Fakat ya ayağımız burkulduysa? Farz edelim ki düştük ve kolumzu kırdık veya ciddi bir iltihaplı hastalığa yakalandık. Herhalde, hastalığımıza bir an önce çare aramak üzere harekete geçmemizi sağlayacak olan bir ağrı, böyle bir durumda iyi sonuç verir. Bundan dolayı hissedilen ağrı, (örneğin, bilmeden çok sıcak bir şeye dokunulduğu zaman) ciddi bir yaranın oluşmasına engel olabilir. Aslında, ağrıya karşı bağışıklığın, hayatını tehlikeye atabilir. Birçok durumda ağrının bize faydası olabilir.
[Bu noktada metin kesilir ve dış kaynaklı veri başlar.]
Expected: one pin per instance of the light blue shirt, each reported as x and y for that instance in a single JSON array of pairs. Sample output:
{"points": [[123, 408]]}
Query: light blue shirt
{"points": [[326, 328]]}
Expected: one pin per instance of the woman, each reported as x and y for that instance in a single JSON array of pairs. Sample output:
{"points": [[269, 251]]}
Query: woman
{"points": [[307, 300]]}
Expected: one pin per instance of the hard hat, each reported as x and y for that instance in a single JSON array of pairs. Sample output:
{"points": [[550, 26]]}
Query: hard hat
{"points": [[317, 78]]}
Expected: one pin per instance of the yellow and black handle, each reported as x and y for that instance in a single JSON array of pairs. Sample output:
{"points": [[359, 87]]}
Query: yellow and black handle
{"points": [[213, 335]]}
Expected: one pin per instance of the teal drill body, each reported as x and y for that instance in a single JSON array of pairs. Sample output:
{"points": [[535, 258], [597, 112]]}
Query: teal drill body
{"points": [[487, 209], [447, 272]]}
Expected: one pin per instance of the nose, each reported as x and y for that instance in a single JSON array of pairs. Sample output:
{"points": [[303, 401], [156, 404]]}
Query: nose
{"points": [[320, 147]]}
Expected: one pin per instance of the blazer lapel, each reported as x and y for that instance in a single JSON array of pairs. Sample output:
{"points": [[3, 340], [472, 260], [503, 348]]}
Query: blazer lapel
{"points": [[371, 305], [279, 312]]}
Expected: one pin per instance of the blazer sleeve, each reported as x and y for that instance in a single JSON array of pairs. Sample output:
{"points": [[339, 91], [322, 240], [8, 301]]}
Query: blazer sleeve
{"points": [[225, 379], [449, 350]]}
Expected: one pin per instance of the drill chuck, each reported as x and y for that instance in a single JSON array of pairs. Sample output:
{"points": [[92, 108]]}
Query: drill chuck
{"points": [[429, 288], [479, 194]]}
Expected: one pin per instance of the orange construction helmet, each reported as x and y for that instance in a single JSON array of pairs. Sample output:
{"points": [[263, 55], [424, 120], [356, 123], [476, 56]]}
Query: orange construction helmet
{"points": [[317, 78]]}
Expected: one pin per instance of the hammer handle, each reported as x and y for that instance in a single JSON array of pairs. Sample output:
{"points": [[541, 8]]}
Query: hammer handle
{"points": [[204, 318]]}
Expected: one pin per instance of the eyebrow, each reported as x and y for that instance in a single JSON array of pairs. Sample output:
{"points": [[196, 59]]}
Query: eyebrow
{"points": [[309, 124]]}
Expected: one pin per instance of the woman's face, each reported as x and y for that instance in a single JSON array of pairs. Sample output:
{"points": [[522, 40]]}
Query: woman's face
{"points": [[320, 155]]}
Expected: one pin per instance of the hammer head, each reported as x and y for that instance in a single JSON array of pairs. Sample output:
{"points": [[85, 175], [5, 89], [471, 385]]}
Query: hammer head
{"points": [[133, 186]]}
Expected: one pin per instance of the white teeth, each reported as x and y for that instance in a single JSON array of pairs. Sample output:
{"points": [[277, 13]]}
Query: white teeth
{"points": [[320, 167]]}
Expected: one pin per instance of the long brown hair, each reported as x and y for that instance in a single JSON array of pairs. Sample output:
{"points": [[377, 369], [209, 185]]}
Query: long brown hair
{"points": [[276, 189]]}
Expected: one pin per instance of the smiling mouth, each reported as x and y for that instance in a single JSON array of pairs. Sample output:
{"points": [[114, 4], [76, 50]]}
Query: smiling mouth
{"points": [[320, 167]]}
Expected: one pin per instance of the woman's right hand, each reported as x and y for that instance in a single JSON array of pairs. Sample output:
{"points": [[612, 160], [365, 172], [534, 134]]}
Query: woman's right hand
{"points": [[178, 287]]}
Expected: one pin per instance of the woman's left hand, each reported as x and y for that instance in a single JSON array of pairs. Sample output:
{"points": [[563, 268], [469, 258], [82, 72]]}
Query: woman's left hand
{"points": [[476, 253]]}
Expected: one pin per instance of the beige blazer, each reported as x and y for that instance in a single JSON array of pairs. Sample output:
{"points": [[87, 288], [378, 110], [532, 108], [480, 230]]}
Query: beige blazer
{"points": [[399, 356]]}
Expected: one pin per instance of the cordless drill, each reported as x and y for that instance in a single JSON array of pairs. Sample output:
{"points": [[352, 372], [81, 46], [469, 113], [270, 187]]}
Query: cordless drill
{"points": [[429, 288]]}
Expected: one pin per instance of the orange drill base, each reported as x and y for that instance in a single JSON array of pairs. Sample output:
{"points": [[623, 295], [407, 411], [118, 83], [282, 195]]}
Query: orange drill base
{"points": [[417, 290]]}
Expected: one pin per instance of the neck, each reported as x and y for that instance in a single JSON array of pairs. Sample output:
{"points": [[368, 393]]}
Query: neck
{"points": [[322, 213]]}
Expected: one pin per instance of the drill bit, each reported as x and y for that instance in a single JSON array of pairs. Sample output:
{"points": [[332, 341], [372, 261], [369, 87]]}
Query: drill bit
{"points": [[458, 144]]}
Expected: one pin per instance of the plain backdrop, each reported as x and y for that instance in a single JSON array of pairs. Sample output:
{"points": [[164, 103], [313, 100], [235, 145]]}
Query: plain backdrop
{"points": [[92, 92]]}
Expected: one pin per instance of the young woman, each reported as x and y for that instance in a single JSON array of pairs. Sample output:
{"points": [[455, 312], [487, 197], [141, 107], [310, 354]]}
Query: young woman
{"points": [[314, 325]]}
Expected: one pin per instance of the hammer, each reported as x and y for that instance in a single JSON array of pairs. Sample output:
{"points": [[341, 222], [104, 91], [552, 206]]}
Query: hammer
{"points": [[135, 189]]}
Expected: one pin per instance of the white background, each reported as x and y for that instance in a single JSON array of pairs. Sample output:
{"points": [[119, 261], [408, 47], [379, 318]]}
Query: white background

“KİMSENİN İSTEMEDİĞİ AĞRI VE ISTIRAPLAR
Evet, çoğu zaman bedensel ağrıyı hissetmenin faydası olabilir. Fakat ya zihinsel ve duygusal ağrı veya ıstırap için ne denilebilir? Çok defa bu tür ağrılar uzun zaman devam eder ve dayanılmaz hale gelir. İlaç veya ameliyat vasıtasıyla bedensel ağrı azaltılabilir veya dindirilebilir. Fakat duygusal ve zihinsel ağrı veya ıstırap insanı tamamen kuvvetten düşürebilir ve ona yıllarca büyük sıkıntı verebilir.
Felâket, gayet tabiî duygusal ıstırabın bir nedenidir. Hassas, iyi yürekli insanlar, başkalarının belki yoksulluk, açlık ve kötü beslenme yüzünden ıstırap çektiklerini gördükleri zaman çok üzülürler. Bu gibi zorlukları ve mahrumiyetleri çektiğimiz zaman, doğal olarak durum, bizim için daha da üzücü olur.
Zulüm de duygusal ve zihinsel ıstırap ile sonuçlanabilir. Örneğin, zalimler büyük bir korku havası yaratabilirler. Bu durum, diğer insanlar için sıkıntıya sebebiyet verebilir. Bundan başka günlük ağır sorunlar da onların ıstırap çekmelerine neden olabilir.
Hastalık kaygısı da kişinin hasta olmadığı zaman dahi duygusal ıstırap duymasının başka bir nedeni olabilir. Sevilen bir kimsenin bir hastalıktan kurtulamadığını ve yavaş yavaş ona yenildiğini görmek de çok üzücü değil midir? Özellikle hasta olan bedensel dayanılmaz ağrılar çektiği zaman bu böyle değil midir?
Ailenin sevgili bir üyesinin veya yakın bir dostunun ölümü de büyük duygusal ıstırapla sonuçlanabilir. İsrail Kralı Davud, içten gelen böyle bir ıstırabı oğlunun ölümünde hissetmişti; çünkü kederli bir baba olarak şöyle haykırmıştı: “Oğlum Abşalom, oğlum, oğlum.”—II. Sam. 19:4.
Evet, normal olan hiçbir kişi duygusal ıstırabı özlemez. Hiç kimse, tahammül edilmez bedensel ağrılar çekmeyi de arzu etmez. Kim ağrı çekmek ister? Öyleyse kim, insan hayatının artık bir parçası haline gelen ağrıyı ve ıstırabı ortadan kaldırabilir?